Billy Tripp's Mindfield
Resembling an immense electrical substation or wayward theme park roller coaster, Billy Tripp's Mindfield towers above Main Street in downtown Brownsville, wedged between the Sunrise Inn motel and the Payless Check Advance store.
It is the largest work of art in Tennessee, and we'd guess one of the Top Ten in the United States, matching mass with other single-minded visions such as The Orange Show and The Forevertron -- which, by the way, Billy was on his way to visit when he saw an abandoned water tower, bought it, then trucked it home to add to the Mindfield.
Billy has lived in Brownsville since 1963. He began building the Mindfield in 1989. Billy said that no one in town has ever told him that they didn't like it, although this did not necessarily mean that they approve. Theorizes Tripp: "Maybe they think, 'It's just not worth going over to tell him it's ugly.'"
The Mindfield soars 13 stories high, a vertical mass of salvaged iron and steel that Billy has painted a monotone battleship gray (It's his favorite color). Among the salvaged bridge trusses, building girders, screw conveyors, and railroad track rails, the artist has added cryptic messages in metal letters such as "My Life for it Lived Knowingly For Death" and "Paid With Cost Profit." Recognizable items occasionally catch the eye -- a basketball hoop, an old iron bathtub, a metal canoe -- but mostly the Mindfield is inscrutable. Artworks within the artwork sway high in the breeze, suspended by chains or mounted on pivots like weather vanes.
The Mindfield, according to Billy, is just the metal part of a conversation he's having with himself. "When I walk by it I want it to say stuff to me," he said. "I want it to grab my attention." He admitted that the Mindfield "sticks its nose in the traffic going by," but said that was unintentional. And since the Mindfield is just Billy talking to himself, he doesn't much care if tourists or his neighbors understands what he's saying.
(For secret tips, see Decoding The Mindfield)

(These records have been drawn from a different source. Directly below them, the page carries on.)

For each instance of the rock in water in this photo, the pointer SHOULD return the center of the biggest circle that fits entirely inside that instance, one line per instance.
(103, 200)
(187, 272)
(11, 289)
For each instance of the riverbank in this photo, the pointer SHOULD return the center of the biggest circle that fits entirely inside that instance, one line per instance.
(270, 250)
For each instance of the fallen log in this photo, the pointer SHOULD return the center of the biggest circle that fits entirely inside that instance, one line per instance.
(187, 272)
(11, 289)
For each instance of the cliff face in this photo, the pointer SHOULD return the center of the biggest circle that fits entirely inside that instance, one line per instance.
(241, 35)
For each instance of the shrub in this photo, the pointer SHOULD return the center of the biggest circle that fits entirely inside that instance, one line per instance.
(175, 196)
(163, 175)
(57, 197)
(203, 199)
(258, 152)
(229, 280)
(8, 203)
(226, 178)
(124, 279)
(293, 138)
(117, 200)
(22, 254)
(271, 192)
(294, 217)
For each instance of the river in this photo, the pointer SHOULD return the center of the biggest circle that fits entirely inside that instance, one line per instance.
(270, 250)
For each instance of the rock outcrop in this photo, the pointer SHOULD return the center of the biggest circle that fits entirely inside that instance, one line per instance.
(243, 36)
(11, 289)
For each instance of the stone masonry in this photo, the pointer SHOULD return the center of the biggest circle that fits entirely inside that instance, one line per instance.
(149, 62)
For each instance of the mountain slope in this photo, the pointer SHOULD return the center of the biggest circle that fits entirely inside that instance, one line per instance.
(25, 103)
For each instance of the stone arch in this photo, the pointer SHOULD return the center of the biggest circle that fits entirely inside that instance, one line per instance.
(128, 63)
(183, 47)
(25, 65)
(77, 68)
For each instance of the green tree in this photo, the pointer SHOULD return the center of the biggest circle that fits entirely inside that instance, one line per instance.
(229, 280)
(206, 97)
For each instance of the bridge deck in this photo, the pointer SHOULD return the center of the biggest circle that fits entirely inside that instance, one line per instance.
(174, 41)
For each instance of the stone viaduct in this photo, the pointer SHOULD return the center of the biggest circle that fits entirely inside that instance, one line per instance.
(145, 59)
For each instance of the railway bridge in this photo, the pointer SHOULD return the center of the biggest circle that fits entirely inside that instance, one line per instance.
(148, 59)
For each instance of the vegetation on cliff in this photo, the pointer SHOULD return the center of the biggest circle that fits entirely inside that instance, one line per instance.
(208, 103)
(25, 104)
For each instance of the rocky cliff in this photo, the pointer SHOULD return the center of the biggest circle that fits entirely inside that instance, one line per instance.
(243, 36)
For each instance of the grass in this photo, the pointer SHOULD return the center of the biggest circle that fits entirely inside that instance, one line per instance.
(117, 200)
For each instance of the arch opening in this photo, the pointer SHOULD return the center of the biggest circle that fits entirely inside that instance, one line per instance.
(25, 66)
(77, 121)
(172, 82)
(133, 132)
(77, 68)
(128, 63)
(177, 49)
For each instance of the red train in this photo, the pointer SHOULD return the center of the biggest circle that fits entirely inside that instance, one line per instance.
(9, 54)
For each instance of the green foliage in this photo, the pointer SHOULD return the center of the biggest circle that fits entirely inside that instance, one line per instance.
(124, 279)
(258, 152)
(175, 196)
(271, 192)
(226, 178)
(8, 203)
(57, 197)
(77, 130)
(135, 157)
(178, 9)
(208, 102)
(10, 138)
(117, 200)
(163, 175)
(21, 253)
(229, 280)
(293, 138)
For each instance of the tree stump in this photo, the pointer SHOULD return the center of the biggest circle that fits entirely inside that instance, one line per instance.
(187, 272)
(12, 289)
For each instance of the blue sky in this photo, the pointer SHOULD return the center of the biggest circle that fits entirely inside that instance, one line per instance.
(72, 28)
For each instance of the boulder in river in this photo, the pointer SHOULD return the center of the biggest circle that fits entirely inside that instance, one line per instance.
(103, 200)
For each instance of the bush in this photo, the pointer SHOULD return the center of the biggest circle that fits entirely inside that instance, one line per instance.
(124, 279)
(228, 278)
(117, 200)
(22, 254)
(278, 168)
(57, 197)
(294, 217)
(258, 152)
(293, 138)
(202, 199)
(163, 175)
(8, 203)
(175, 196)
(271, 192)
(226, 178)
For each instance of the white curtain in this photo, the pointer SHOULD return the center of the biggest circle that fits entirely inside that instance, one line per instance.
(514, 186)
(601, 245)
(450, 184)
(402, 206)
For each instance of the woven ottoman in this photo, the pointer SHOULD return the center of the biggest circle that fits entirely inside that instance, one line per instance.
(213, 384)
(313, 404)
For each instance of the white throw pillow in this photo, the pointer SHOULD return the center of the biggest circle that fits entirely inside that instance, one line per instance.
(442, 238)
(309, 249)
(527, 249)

Visitors aren't allowed on the Mindfield, so access is restricted to the front and side nearest the payday check cashing store parking lot. Here Billy has set up some temporary artworks repurposed from items left behind at a nearby car wash. There are a couple of comments boxes inviting passersby to record their impressions of the Mindfield, freeing Billy from the job of tour guide or interpreter. Billy stocks the boxes with complementary copies of his book, The Mindfield Years, Vol. 1, as an aid to communication, although he concedes that the 725-page stream-of-consciousness novel is "a difficult read."
If you're lucky, the day that you visit the Mindfield will be one where Billy is at work, barely visible ten stories high as he climbs around his metal creation. He intends to work on the Mindfield until he dies, and has already secured permission from Brownsville to have his ashes interred at the site, possibly within one of the urns already perched atop the Mindfield's tallest poles. He's also made arrangements with the Kohler Foundation to preserve the property long after he's gone, as they have with other artistic sites.
That future, however, won't arrive for a while, at least not if Billy can help it. He's already marked off areas for new additions, and was excited during our visit about some newly-arrived A-frames from a junked drive-in theater screen, and the possibility of acquiring a 150-foot-tall cell phone tower. The first 20+ years of the Mindfield, Billy said, were partly spent learning how to build the Mindfield. "I think the next 20 years should go quicker," he said. "It really needs to be twice this size to deserve some of the praise it gets now."